Wednesday, March 19, 2014

Flatten a list of lists with a list comprehension

By Vasudev Ram

Recently, I saw this comment thread on Hacker News:

Python Language Features and Tricks (sahandsaba.com), which was about this post:

30 Python Language Features and Tricks You May Not Know About

One of the comments on the HN thread was this:

Except from it:

"I don't understand how this one to flatten lists works:
a = [[1, 2], [3, 4], [5, 6]]
[x for l in a for x in l]
Can somebody explain what the order of operations is here and what the variables refer to in the various stages of evaluation?"

Another HN user answered the question, and I also commented on it.

But the interesting part was where another user posted below, in the same thread, this comment:

"So that flattening can also be written as:
x = [[1,2], [3,4], [5,6]]
    [x for x in x for x in x]
"
The interesting part here (to me) was not just the use of a list comprehension to flatten the list, but the fact that the same variable is used throughout the list comprehension; in fact it is used 5 times in the expression.

I tried it out, and it works.

Then I thought of checking whether the same kind of code would work for a triply-nested list, and found that it did work:

# Flatten a list that is nested to three levels with a list comprehension.
x = [[[1,2], [3,4]], [[5,6], [7,8]]]
print "before flatten, x =", x
y = [x for x in x for x in x for x in x]
print "after flatten, y =", y

That raises the question of how the same variable name (x) can be used multiple times in the same scope to mean different things, as in the above two code fragments (for the doubly- and triply-nested lists). The explanation I can think of is that the different uses of x in the list comprehension are actually in different scopes, even though part of the same expression. Not sure if that is the right answer or not.

Update: I tried to check my explanation more by writing this - a normal for loop, not a list comprehension, which also uses the name x multiple times:
x = range(5)
for x in x:
    print x
And it worked. So it looks like my explanation (that there are different scopes) may be right, or at least close.

The HN user (jamesdutc) who posted the code with "[ x for x in x for x in x ]" has a blog here with more Python posts that look interesting:

seriously.dontusethiscode.com

Read other Python posts on my blog.

- Vasudev Ram - Dancing Bison Enterprises

Contact Page

4 comments:

Toby Sargeant said...

I think this should explain what's happening:

Importantly the LOAD_FAST of x occurs before the loop starts, and the STORE_FAST affects the same x. So in summary, there's no scope, but the value of x is computed before the loop starts assigning to x.

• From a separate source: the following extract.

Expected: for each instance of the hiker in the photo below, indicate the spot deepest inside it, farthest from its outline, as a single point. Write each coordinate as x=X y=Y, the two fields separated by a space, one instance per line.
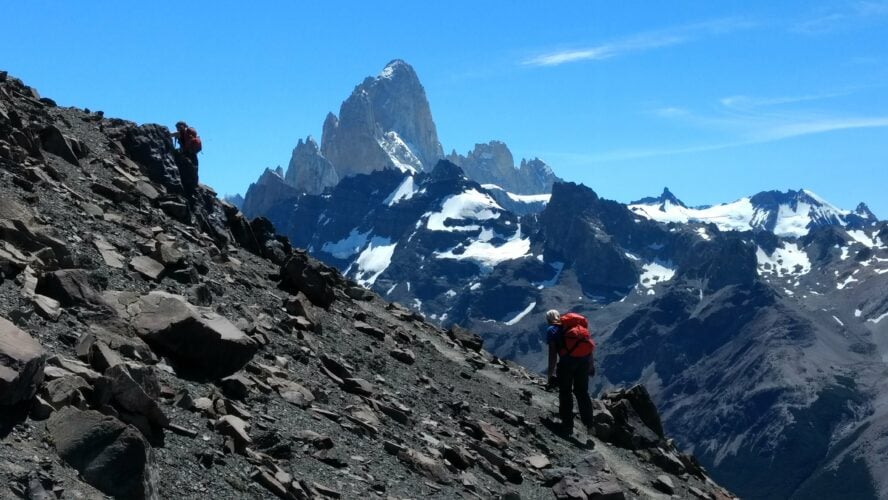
x=189 y=141
x=189 y=146
x=571 y=346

(sorry about the formatting, code and pre tags aren't allowed)

>>> def f():
... x = [1,2,3]
... for x in x:
... pass
...
>>> import dis
>>> dis.disassemble(f.__code__)
2 0 LOAD_CONST 1 (1)
3 LOAD_CONST 2 (2)
6 LOAD_CONST 3 (3)
9 BUILD_LIST 3
12 STORE_FAST 0 (x)

3 15 SETUP_LOOP 14 (to 32)
18 LOAD_FAST 0 (x)
21 GET_ITER
>> 22 FOR_ITER 6 (to 31)
25 STORE_FAST 0 (x)

4 28 JUMP_ABSOLUTE 22
>> 31 POP_BLOCK
>> 32 LOAD_CONST 0 (None)
35 RETURN_VALUE

Daniel Pope said...

Great quirk! There is no scoping here; I think the reason it works is because each assignment to x is read immediately and doesn't need to be re-read.

Roger said...

each for loop doesn't get it's own
scope. Just the first line of the
for loop crates it own iterable of the x (eg creates a hidden version of iter(x) (let call it y).

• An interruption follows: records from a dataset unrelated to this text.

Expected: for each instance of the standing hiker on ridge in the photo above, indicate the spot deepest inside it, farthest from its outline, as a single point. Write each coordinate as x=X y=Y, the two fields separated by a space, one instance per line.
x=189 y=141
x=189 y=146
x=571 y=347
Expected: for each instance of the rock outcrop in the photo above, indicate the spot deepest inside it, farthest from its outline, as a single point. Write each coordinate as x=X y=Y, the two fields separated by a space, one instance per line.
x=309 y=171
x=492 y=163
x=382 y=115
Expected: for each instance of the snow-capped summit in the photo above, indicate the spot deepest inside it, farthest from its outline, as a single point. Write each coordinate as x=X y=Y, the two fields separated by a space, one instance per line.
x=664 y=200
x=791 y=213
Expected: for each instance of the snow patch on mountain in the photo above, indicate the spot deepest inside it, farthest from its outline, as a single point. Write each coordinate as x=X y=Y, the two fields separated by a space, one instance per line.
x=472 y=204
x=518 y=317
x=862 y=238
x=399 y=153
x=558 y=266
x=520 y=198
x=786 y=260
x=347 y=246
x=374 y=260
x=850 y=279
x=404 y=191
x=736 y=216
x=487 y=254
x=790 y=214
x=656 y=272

Then each time round the loop at start of the loop this assign is made:-
x = y.next()


The following demonstrates:
-although blogger has probably mangled the indentation

x = [ [1,2], [3,4],[5,6]]

for x in x:
print "L1i",x
for x in x:
print "l2:",x
print "L1o",x
print x

Notice the x after the loops is still set to 6.

Vasudev Ram said...

Thanks, guys, for the comments.